Ein reiner Kenntnisnahme-Beschluss war Jürgen Oehm (CSU) allerdings bei diesem Thema zu wenig. Er wollte eine "politische Willenserklärung" im Beschluss haben. "Damit wir der Polizei sagen können, wir würden es von unserer Seite begrüßen, wenn sie die Videoüberwachung machen", argumentierte Oehm. Dafür fand er letztlich auch eine Mehrheit, der Stadtrat stimmte mit 20:12 für den ergänzten Beschluss.


Nachts mehr Polizeipräsenz

Hans-Herbert Hartan (CSU) wollte zuvor allerdings genauer wissen, welche Präventionsmaßnahmen die Stadt in Sachen Steinweg konkret ergriffen habe. Holland verwies unter anderem auf den Ordnungsdienst, der die Polizei tagsüber in diesem Bereich entlaste, "damit nachts mehr Beamte tätig sein können". Außerdem stehe die Stadt in Kontakt mit den Gastronomen und führe regelmäßig Kontrollen mit städtischem Personal durch. "Wir unterstützen auch die Polizei, Anzeigen werden konsequent verfolgt." Weitere Argumente nannte Holland in der Diskussion um die Sperrzeitverordnung.
Dass das Thema Videoüberwachung bei der Polizei besser aufgehoben ist, als bei der Stadt, wollte Kurt Knoch (CSU/JC) gar nicht bestreiten. "Das entbindet uns aber nicht davon, eine eigene Meinung zu unser aller Sicherheit zu haben." Der Stadtrat müsse seine Meinung artikulieren, "damit die Polizei weiß, wie wichtig uns das ist". Schließlich halte sich in der Nacht ein großer Teil der Jugend im Steinweg auf, so Knoch. "Da ist es notwendig, eine entsprechende Überwachung zu haben.
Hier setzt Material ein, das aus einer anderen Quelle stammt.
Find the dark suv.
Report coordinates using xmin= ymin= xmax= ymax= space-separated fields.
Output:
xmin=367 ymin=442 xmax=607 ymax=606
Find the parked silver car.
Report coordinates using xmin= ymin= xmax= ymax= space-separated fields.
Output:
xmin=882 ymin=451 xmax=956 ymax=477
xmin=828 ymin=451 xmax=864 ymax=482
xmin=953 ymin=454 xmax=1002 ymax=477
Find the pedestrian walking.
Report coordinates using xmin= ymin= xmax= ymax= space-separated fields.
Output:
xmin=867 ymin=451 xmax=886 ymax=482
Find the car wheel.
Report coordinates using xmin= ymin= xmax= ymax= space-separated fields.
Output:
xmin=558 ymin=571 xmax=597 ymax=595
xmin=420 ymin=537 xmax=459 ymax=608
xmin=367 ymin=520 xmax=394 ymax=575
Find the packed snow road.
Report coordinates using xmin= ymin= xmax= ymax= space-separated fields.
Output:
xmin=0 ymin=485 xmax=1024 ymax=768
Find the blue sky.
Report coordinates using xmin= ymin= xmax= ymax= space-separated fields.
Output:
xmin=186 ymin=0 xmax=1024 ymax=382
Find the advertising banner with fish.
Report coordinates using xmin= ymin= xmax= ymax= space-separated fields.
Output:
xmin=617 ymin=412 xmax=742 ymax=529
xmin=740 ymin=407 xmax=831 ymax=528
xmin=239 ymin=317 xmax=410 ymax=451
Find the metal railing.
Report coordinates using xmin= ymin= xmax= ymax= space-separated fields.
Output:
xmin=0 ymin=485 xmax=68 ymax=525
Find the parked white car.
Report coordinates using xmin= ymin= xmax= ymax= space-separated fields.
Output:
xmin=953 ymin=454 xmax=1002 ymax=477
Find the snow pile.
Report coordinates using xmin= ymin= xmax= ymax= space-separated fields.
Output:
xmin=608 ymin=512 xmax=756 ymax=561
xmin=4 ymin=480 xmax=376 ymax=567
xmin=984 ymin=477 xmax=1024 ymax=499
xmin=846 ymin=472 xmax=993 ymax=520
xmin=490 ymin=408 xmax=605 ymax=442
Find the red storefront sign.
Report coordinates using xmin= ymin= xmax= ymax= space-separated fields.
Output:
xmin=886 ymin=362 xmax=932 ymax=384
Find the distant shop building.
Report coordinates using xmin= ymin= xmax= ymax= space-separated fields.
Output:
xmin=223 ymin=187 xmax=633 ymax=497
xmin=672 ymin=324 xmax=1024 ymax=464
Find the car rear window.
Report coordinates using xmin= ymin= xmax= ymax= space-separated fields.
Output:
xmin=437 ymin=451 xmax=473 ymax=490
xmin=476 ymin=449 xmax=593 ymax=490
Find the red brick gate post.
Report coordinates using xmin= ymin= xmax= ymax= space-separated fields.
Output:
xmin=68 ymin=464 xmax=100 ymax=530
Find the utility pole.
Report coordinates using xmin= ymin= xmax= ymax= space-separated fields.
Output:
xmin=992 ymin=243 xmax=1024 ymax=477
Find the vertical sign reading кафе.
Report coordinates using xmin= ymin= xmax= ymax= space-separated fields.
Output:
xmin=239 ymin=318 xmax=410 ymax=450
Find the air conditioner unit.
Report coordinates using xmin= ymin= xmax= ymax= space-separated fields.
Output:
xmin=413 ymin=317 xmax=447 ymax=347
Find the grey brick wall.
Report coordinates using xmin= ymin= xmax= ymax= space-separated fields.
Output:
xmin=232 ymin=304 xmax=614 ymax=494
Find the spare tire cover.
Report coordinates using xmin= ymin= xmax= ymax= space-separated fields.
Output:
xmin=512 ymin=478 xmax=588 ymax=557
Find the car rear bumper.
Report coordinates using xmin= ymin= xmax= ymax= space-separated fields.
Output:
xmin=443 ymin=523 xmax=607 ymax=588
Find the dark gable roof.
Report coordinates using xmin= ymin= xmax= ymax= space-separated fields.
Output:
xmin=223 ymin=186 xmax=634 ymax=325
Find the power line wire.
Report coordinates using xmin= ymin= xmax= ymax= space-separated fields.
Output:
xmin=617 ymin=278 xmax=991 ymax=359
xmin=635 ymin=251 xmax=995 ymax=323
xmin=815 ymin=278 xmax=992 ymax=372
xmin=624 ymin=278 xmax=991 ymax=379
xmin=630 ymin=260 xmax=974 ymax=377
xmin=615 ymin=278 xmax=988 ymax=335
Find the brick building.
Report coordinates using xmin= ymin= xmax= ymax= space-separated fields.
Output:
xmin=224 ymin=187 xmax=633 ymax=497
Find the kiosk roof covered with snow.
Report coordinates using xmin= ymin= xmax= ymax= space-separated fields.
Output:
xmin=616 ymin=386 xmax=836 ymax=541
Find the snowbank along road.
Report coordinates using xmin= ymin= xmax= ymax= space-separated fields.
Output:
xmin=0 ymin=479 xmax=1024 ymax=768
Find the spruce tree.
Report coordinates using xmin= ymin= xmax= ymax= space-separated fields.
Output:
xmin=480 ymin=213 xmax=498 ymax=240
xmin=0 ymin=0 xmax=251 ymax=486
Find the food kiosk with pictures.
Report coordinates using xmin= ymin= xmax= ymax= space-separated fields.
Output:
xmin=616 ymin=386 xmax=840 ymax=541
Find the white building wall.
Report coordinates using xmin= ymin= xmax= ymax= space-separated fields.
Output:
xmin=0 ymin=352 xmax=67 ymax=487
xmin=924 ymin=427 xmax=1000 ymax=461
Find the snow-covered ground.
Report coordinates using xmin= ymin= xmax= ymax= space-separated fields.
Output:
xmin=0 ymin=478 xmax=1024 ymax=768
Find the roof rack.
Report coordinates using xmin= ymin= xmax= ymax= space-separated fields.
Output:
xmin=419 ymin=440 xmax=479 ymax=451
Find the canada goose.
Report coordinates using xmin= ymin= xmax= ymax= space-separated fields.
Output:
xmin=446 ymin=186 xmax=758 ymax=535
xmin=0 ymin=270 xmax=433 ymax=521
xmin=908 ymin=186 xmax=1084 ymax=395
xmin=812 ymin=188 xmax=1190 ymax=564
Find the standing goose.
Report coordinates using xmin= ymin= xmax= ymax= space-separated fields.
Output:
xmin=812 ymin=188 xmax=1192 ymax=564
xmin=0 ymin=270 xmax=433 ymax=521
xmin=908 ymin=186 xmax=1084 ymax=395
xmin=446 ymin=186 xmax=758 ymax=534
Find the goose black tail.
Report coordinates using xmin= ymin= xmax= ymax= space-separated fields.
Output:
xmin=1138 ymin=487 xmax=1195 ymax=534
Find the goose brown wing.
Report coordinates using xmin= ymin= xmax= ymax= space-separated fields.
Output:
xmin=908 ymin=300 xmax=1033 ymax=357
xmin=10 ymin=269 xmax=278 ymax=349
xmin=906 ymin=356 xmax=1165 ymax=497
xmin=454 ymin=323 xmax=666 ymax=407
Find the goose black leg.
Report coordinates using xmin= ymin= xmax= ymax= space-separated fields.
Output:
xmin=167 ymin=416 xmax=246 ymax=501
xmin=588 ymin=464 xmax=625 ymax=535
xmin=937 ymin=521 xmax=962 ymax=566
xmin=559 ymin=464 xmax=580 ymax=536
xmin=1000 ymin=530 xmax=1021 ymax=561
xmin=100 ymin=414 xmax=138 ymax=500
Das wäre präventiv und gut für das Sicherheitsgefühl der Feiernden." Außerdem würde eine Videoüberwachung dafür sorgen, dass genau diejenigen herausgegriffen werden könnten, die Ärger machten.
Petra Schneider (SPD) hält eine Videoüberwachung dagegen für völlig übertrieben. "Wir wohnen in Coburg, nicht in Frankfurt. Ich kann diese Aufgabe daher nicht an die Polizei weitergeben."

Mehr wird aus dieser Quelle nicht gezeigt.